Nonionic surfactants, such as polyethoxylated alkyl phenols, polyethoxylated aliphatic alcohols, carboxylic esters, carboxylic amides, and polyoxyethylene fatty acid amides, have a somewhat higher tolerance of salinity and polyvalent ions such as calcium or magnesium than do the more commonly utilized anionic surfactants. While it is technically feasible to employ a nonionic surfactant solution to decrease the interfacial tension between the injected aqueous displacing medium and petroleum contained in some high salinity formations, such use would not be economically feasible for several reasons. Nonionic surfactants are not as effective on a per unit weight bases as are the more commonly used anionic surfactants, and furthermore, the nonionic surfactants have a higher cost per unit weight than do the anionic surfactants. Moreover, polyethoxylated alkyl phenol nonionic surfactants exhibit a reverse solubility relationship with temperature and become insoluble at temperatures in the range of 80.degree. F to 180.degree. F depending on the degree of ethoxylation and fluid salinity, making them ineffective in many oil formations.
The use of certain combinations of anionic and nonionic surfactants in high salinity or hard water formations is also taught in the art. For example, U.S. Pat. No. 3,792,731 describes the use of anionic and nonionic surfactant in saline environments. U.S. Pat. No. 3,811,505 discloses the use of alkyl or alkylaryl sulfonates or phosphates and polyethoxylated alkyl phenols in hard water environments; U.S. Pat. No. 3,811,504 teaches the use of a three component mixture including an alkyl or alkylaryl sulfonate, a polyethoxylated alkyl phenol and a sulfated, ethoxylated surfactant in hard water environments. U.S. Pat. No. 3,811,507 teaches the use of a water soluble salt of a linear alkyl or alkylaryl sulfonate and a polyethoxyated alkyl sulfate in very hard water environments. All of the nonionic surfactants described therein are only effective under conditions where they are soluble, and all have cloud points from 80.degree. F to 180.degree. F depending on salinity and so are ineffective above their cloud points.

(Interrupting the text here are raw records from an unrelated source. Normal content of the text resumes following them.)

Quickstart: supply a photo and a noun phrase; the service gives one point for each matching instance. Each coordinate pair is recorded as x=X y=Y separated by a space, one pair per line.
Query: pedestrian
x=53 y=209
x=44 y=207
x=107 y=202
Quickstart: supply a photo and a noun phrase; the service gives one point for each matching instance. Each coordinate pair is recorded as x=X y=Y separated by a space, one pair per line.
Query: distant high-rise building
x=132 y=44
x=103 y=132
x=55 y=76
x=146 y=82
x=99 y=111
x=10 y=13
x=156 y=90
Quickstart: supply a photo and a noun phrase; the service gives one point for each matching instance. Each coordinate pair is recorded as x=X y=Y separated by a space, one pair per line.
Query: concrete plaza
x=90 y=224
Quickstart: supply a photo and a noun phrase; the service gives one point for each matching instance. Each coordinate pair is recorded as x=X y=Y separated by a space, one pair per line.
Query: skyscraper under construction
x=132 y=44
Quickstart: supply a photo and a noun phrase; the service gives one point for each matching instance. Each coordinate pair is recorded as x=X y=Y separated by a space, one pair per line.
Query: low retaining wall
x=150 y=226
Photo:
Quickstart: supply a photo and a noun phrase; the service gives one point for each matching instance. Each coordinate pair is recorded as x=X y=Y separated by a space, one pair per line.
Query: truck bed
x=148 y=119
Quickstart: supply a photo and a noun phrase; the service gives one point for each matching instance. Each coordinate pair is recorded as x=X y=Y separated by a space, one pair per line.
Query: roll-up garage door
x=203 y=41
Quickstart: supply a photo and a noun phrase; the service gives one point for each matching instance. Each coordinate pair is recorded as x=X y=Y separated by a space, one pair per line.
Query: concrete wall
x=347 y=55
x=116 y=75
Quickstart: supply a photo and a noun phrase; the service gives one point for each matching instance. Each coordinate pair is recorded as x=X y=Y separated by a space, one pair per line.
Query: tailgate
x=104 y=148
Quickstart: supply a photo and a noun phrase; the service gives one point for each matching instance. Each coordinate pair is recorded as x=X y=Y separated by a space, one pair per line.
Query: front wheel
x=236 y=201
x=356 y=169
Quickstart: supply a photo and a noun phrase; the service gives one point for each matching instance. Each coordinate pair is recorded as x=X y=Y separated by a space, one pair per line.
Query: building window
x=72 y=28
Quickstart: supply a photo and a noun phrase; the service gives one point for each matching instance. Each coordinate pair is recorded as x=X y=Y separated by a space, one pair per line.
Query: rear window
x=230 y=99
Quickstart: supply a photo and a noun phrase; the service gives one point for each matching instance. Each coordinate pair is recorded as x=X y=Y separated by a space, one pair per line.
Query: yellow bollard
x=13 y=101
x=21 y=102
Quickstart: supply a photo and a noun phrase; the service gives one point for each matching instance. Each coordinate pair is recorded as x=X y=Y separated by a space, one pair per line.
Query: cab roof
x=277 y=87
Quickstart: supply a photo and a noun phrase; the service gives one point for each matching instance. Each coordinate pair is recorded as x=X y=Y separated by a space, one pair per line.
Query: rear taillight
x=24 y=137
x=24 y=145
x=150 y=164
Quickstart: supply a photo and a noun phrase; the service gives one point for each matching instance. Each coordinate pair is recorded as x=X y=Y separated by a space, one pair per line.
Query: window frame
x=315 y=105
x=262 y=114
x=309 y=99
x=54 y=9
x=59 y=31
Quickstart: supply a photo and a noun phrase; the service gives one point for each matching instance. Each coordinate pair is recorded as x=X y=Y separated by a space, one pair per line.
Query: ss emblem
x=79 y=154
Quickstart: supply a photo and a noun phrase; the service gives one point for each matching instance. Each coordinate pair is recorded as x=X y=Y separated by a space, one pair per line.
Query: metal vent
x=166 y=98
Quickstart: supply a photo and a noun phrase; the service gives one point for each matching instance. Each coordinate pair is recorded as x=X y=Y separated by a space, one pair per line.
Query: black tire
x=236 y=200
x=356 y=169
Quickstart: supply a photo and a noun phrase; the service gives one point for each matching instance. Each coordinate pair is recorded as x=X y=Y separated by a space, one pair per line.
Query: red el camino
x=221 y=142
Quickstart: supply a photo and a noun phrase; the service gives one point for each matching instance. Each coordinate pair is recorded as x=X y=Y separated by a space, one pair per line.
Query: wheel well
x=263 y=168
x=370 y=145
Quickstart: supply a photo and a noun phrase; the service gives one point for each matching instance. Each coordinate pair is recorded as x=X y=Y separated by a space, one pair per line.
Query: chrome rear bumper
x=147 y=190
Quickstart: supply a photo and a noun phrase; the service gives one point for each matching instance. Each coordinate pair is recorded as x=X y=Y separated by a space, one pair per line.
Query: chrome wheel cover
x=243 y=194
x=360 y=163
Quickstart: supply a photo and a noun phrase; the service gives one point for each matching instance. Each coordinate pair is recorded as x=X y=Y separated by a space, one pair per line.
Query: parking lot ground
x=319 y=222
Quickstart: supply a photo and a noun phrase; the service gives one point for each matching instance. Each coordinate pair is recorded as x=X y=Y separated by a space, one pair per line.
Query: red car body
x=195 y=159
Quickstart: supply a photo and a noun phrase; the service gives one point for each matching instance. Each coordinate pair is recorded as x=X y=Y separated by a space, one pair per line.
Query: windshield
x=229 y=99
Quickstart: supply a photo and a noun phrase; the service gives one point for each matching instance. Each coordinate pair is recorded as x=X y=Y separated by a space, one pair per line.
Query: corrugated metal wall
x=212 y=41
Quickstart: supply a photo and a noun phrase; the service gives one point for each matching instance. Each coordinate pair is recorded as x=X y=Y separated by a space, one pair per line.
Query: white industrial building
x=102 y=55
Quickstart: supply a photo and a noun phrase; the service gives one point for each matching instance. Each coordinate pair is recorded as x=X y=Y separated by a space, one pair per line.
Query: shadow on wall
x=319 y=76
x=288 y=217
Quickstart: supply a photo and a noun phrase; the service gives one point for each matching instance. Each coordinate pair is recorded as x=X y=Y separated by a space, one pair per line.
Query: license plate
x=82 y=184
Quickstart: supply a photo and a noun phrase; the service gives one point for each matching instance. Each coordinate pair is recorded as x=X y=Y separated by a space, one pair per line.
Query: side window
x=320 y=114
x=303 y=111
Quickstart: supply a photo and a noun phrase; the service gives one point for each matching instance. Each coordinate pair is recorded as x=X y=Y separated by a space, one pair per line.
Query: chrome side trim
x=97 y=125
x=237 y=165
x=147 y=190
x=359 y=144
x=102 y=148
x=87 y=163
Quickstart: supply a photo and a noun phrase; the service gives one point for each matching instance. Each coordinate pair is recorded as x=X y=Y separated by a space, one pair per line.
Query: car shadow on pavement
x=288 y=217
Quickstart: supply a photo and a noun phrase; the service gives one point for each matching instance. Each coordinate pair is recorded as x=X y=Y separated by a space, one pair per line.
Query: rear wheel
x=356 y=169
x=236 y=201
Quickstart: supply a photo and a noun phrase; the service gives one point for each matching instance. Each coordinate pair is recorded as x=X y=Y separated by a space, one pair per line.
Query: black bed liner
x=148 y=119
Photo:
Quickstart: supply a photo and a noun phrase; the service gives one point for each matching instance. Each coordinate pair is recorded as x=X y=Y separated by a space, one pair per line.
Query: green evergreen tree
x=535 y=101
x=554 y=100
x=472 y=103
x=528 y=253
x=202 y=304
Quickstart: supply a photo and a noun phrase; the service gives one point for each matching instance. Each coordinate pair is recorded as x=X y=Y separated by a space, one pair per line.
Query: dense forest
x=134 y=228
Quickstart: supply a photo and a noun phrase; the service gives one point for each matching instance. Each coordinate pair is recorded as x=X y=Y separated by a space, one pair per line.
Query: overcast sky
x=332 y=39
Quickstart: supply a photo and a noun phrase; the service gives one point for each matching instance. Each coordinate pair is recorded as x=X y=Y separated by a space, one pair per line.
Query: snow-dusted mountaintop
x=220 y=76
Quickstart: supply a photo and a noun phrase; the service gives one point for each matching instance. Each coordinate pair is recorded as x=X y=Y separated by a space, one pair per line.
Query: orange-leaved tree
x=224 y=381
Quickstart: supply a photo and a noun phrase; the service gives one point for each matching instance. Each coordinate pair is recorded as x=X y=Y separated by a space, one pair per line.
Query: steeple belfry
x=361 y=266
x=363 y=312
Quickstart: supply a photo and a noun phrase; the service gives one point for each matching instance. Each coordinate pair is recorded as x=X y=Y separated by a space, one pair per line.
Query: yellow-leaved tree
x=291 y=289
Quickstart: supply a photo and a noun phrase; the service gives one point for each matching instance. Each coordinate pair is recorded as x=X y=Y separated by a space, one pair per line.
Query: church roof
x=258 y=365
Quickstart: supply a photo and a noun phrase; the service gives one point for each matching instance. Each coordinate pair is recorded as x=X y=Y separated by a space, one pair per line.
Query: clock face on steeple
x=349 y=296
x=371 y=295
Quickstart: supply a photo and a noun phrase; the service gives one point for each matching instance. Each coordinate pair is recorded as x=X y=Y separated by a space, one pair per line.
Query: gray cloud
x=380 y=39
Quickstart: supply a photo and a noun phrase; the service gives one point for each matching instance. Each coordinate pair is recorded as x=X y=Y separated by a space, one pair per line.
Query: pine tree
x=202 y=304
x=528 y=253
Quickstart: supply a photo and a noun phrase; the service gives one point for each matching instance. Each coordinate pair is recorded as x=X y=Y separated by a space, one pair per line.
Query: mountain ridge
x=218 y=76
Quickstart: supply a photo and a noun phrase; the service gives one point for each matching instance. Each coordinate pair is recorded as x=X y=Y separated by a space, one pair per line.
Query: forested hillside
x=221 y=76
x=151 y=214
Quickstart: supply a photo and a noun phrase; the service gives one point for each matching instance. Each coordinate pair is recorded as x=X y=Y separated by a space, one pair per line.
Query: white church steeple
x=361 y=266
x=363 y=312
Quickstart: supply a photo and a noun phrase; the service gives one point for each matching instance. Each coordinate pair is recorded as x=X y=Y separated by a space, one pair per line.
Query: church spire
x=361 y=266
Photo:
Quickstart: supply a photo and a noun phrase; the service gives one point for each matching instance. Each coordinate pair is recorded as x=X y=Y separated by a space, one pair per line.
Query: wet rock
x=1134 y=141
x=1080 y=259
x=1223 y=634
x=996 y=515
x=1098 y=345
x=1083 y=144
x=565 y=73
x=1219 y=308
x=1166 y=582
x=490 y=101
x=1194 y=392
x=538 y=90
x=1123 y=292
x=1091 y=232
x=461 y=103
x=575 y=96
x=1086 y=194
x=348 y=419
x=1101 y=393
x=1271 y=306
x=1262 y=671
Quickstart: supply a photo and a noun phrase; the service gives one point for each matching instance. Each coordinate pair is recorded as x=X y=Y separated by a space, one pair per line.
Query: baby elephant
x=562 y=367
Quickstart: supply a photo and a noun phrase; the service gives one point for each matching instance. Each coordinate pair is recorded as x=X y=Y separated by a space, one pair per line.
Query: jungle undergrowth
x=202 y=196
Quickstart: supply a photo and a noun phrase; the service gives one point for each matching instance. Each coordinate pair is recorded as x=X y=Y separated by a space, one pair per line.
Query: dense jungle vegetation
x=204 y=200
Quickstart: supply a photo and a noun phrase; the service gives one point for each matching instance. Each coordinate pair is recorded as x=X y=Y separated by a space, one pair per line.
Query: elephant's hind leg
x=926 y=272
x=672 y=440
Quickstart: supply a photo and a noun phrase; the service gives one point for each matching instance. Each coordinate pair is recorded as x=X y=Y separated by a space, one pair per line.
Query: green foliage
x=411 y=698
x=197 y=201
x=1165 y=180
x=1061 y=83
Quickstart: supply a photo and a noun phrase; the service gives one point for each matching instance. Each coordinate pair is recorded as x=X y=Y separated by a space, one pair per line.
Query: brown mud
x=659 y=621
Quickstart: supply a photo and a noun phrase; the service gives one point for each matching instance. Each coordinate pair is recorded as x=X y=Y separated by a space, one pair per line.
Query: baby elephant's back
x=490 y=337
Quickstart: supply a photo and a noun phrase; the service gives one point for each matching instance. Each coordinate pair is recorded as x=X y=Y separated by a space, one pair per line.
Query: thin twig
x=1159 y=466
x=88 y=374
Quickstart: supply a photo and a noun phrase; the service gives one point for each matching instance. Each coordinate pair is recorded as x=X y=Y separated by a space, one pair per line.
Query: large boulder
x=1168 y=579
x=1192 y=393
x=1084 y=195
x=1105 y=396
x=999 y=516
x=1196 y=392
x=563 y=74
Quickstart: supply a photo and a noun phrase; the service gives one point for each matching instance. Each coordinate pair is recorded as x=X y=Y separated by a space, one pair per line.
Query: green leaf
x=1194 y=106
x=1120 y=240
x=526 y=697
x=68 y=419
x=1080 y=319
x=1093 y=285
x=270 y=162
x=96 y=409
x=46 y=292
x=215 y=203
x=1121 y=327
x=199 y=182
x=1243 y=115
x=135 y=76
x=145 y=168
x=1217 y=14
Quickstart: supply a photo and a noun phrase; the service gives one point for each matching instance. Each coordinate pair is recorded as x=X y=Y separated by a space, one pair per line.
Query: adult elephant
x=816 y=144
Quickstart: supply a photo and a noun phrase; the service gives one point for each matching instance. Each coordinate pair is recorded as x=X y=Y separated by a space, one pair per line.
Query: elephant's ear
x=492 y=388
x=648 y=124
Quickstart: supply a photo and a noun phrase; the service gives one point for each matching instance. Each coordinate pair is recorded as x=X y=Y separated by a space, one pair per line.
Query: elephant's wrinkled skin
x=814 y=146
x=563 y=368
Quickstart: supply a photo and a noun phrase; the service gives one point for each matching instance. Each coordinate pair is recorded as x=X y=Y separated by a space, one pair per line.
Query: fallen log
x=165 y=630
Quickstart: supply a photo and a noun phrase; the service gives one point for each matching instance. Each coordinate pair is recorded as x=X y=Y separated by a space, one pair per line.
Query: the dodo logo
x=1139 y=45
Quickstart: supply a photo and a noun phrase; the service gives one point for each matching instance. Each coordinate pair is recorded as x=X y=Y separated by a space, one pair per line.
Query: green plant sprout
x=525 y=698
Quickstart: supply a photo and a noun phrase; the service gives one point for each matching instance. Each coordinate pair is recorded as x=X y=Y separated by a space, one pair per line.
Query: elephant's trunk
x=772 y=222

Other problems encountered in surfactant flooding operations of the type taught in the prior art include susceptibility of the surfactant to bacterial degradation in the formation, and serious scale deposition in the production well through which formation fluids and previously injected aqueous fluids are produced to the surface of the earth.
Thus, it can be seen that while many surfactants have been proposed for supplemental oil recovery use, there is a substantial, unfulfilled need for a surfactant composition usable in the presence of high salinity formation waters which may include calcium and/or magnesium in excess of 500 parts per million especially in formations hotter than 125.degree. F. There is an especially serious need for surfactant systems with the foregoing properties which are additionally resistant to bacterial degradation in the formation.